Learning from market prices by decision-makers in the real side of the economy affects informed investor trading behavior and financial market efficiency, which feedback to managers' decisions and real efficiency. Such a feedback loop provides some interesting results on what could be equilibrium outcomes in the financial markets. In this doctoral dissertation, I study the role managerial learning from financial market prices plays in various financial and economic settings.
Chapter 1 studies the dark pool effects on price discovery and real efficiency when firm managers who need to make production investment decisions learn information from financial market prices. A strategic informed investor trades on private information and chooses a trading venue between an exchange market and a dark pool. An uninformed noise investor randomly selects a trading venue and randomly trade. Managerial learning leads to wiser real decisions and results in higher firm value, which aggravates the buying profits and alleviates the short-selling profits of the informed investor. The magnitude of managerial learning effects and the execution risk of dark pool trading vary in the noise trading in the exchange market. As a result, the dark pool effects on informed investor trading venue choice, exchange market efficiency, and real efficiency all depend on the noise trading in the exchange market.
Chapter 2 investigates the dark pool effects on investor trading venue choice in a model featuring managerial learning from exchange market prices. The model is essentially the one studied in Chapter 1 with transaction cost in the exchange market and delay cost of the uninformed liquidity investor that make the uninformed liquidity investor trading venue choice endogenous. While the transaction cost and the delay cost affect the informed trading and liquidity trading in the exchange market, the dark pool does not divert investors away from the exchange market and thus does not affect the exchange market efficiency. However, the dark pool may initiate investors' coordination motives to trade in the dark pool whenever trading in the exchange market can not bring higher profits than choosing not to trade.

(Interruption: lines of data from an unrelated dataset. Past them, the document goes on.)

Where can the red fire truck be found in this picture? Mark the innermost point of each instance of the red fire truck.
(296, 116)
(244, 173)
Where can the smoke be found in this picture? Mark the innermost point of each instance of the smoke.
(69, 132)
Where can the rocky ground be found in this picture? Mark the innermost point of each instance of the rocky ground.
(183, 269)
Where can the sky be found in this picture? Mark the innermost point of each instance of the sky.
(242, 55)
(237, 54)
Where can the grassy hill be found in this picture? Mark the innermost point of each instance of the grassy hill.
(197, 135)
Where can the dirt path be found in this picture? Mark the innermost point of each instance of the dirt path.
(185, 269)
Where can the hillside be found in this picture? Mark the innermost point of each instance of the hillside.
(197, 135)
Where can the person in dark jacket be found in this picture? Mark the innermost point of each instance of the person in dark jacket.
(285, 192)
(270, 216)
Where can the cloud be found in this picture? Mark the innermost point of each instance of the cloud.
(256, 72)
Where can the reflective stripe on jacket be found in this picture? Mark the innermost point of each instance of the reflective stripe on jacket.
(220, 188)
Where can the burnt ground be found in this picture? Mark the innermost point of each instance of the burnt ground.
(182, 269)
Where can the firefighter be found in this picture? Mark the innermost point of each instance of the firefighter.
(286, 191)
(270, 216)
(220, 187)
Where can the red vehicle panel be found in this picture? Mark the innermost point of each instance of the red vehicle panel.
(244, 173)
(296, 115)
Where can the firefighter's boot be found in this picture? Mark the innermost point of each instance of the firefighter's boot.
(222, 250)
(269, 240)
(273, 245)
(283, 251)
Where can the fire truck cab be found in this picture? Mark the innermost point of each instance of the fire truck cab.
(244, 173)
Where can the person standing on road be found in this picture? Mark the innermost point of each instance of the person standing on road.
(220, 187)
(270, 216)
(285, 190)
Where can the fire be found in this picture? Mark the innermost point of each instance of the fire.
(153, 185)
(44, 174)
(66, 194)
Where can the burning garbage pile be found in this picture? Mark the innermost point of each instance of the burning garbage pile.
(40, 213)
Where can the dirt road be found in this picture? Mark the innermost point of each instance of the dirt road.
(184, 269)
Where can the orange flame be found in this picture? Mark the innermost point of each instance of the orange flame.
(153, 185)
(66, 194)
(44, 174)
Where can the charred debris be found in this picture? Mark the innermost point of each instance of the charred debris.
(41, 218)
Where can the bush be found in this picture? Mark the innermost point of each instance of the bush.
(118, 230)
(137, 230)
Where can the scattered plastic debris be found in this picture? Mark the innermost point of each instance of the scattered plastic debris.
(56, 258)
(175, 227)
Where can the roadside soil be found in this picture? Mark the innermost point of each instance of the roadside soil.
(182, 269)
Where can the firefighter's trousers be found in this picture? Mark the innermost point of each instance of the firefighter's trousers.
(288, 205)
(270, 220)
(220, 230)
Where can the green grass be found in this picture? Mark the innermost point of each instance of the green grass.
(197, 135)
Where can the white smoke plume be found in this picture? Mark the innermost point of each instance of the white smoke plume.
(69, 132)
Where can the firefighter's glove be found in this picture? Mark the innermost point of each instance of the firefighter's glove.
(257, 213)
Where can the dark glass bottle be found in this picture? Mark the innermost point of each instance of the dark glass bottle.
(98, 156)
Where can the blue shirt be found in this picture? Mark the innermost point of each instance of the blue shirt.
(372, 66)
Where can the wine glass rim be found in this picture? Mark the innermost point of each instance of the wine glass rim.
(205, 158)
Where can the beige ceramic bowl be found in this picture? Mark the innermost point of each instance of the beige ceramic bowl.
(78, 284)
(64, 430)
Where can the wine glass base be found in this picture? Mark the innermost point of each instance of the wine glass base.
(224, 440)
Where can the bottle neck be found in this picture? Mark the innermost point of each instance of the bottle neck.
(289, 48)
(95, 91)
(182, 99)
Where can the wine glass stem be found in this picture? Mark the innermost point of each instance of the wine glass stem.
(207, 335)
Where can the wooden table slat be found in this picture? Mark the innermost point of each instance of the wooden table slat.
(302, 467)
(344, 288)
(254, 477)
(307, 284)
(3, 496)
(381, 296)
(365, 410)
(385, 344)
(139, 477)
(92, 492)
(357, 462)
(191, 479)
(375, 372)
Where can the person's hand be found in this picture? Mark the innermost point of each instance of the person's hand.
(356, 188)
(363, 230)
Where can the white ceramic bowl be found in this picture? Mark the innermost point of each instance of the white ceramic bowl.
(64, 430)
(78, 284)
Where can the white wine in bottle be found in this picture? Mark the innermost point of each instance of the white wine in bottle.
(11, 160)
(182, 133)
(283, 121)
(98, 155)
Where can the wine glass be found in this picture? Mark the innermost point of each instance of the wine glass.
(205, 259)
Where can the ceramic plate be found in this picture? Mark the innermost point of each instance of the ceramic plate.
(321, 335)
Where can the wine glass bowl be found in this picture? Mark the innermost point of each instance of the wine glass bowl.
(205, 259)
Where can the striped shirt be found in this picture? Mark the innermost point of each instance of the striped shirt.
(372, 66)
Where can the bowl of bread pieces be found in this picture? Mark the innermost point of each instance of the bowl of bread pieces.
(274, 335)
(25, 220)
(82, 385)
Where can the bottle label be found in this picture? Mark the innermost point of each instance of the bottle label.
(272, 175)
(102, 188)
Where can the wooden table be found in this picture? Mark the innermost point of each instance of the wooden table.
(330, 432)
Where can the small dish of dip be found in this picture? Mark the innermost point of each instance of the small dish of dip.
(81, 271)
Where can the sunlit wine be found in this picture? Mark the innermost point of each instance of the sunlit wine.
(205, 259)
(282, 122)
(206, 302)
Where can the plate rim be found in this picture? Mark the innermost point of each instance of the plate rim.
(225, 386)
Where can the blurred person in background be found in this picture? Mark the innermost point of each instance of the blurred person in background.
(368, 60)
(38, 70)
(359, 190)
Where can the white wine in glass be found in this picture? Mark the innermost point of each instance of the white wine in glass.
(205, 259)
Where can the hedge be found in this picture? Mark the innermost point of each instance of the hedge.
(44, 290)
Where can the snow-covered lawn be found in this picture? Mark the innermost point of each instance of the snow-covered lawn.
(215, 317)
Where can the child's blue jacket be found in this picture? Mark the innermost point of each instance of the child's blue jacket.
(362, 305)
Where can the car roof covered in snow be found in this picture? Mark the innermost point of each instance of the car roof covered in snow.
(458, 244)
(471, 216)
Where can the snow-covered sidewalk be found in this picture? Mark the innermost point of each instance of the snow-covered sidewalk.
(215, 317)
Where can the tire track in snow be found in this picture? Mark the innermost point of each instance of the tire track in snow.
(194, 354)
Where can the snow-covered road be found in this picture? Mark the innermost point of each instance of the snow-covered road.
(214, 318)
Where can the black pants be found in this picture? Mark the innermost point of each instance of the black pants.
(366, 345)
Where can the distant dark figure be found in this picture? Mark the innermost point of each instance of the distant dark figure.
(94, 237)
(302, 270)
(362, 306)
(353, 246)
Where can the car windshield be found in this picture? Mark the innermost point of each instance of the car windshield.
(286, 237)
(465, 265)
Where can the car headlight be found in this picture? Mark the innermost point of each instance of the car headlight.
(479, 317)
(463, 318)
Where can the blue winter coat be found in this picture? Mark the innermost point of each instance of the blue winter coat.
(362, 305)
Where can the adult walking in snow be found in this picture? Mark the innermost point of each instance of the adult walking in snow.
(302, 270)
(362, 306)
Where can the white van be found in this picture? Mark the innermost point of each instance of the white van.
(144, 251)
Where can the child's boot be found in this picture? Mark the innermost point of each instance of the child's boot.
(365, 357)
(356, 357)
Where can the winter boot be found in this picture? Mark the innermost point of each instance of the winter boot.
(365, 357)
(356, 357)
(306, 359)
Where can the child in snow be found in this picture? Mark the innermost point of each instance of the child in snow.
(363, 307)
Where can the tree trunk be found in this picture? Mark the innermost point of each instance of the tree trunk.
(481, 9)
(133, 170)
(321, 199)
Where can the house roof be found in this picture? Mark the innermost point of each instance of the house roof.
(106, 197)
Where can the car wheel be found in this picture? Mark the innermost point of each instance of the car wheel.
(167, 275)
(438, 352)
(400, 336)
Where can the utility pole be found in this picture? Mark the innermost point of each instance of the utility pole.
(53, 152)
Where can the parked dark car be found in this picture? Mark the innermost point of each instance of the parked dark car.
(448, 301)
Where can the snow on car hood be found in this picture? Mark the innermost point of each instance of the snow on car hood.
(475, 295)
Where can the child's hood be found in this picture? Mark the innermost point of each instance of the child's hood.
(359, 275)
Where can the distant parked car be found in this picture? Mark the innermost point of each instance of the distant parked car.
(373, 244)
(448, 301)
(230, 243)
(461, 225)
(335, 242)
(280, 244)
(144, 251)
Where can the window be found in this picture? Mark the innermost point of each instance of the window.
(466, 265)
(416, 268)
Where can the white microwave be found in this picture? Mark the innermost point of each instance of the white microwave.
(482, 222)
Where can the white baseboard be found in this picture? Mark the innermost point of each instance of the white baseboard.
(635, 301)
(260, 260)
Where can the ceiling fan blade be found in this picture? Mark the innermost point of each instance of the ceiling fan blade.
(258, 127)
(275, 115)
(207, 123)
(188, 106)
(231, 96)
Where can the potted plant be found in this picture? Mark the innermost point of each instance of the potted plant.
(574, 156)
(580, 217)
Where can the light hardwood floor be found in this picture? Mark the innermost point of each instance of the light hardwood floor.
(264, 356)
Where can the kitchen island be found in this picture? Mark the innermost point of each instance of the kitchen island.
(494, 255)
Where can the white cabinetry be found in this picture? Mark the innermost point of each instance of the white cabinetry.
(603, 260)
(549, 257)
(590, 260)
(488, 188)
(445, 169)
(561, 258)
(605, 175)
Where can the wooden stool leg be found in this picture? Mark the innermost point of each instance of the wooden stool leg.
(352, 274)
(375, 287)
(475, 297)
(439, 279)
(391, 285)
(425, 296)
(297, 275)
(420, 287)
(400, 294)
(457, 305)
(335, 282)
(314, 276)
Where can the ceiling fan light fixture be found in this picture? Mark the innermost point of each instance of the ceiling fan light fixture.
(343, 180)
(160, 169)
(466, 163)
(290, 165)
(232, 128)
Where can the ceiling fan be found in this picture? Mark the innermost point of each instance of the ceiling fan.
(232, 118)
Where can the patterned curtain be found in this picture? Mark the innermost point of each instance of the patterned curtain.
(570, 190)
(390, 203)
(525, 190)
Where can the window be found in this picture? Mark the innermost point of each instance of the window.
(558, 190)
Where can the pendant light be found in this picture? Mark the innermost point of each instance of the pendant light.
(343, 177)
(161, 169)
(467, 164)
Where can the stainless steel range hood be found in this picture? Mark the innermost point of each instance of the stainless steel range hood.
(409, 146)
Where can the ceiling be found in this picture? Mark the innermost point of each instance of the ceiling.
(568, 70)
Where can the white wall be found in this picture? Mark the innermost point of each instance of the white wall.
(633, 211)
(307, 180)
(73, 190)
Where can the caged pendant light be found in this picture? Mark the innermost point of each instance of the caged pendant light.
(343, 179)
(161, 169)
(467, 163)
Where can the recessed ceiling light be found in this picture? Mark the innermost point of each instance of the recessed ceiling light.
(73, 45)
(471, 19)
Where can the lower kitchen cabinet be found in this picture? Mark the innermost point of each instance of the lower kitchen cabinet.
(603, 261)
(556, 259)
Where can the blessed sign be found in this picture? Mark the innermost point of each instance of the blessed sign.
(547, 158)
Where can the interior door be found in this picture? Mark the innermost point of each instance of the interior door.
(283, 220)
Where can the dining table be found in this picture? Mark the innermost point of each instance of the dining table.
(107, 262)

Chapter 3 analyzes the interaction between secondary financial market efficiency and product market competition in an entry game. A potential entrant learns from an insider's trading in the stock market of a monopoly incumbent, such that the insider and the entrant have conflicting interests. Once the entrant enters, it competes with the incumbent in a Cournot duopoly setting and reduces the incumbent firm value. As a result, entrant learning causes ``buy-side'' limits to arbitrage. Depending on different entry barriers, transaction costs in the financial market may increase or decrease entry probability. The impact of transaction costs on the entry probability is also affected by economic and informational conditions that the insider faces. A policy of reducing entry barriers has non-monotonic effects on entry probability.